Yang dimaksud dengan idealis dan konsisten adalah bahwa kader KAMMI berpikir, berniat, dan bertindak berangkat dari nilai-nilai ideal bukan dari keuntungan sesaat dan tidak mudah menjual diri pada kepentingan pragmatis. Hal ini bukan berarti KAMMI tidak realistis, justru dengan mematok ‘nilai tertinggi’ ini ada upaya dialektis dengan realitas yang kemudian akan memudahkan KAMMI bergerak secara terpadu. Dalam cara pandang ini diupayakan kader KAMMI untuk selalu mengasah idealismenya dan melakukan evaluasi diri atas konsistensi perjuangannya. Bisa jadi godaan sesaat dapat menjebak KAMMI pada kepentingan yang tidak menguntungkan umat dunia akhirat dan menghilangkan investasi pahala ikhlas padahal perjuangan begitu melelahkan.

Yang dimaksud dengan ‘Berkontribusi pada pemecahan problematika umat dan bangsa’ adalah bahwa kader KAMMI bukanlah beban dan masalah bagi umat dan bangsa, justru sebaliknya ekspresi kader KAMMI dalam pikiran, niatan, dan tindakan merupakan dalam rangka memberi solusi memecahkan problematika umat dan bangsa. KAMMI secara individual maupun organisasional adalah aset bagi umat dan bangsa ini. Oleh karenanya keterlibatan KAMMI dalam proses-proses perubahan dan kebijakan serta intervensi sosial secara kreatif dan strategis menjadi signifikan dalam upaya perbaikan. Dengan demikian KAMMI dan kader-kadernya penuh dinamika dan bukanlah kelompok yang diam dan tidak peduli terhadap persoalan kebangsaan dan keummatan.

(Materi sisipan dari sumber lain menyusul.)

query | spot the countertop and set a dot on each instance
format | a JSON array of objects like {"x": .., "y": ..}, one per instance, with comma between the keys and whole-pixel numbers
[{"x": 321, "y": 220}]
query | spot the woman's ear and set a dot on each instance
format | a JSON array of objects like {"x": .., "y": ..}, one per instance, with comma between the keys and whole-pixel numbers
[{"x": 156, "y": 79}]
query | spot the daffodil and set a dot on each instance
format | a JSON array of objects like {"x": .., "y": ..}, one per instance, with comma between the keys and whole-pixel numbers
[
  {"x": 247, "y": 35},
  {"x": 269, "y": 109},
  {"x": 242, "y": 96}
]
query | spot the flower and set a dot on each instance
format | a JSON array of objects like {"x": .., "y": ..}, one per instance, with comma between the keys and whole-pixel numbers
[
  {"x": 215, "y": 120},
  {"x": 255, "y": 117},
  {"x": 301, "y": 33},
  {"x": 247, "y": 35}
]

Terakhir, yang dimaksud dengan ‘Mampu menjadi perekat komponen bangsa pada upaya perbaikan’ adalah bahwa kader KAMMI bukanlah musuh bagi pihak tertentu, gerakan atau institusi lainnya, sebaliknya KAMMI dapat memainkan perannya dalam merekatkan komponen-komponen bangsa pada upaya perbaikan dan pembangunan bangsa dan umat ini. 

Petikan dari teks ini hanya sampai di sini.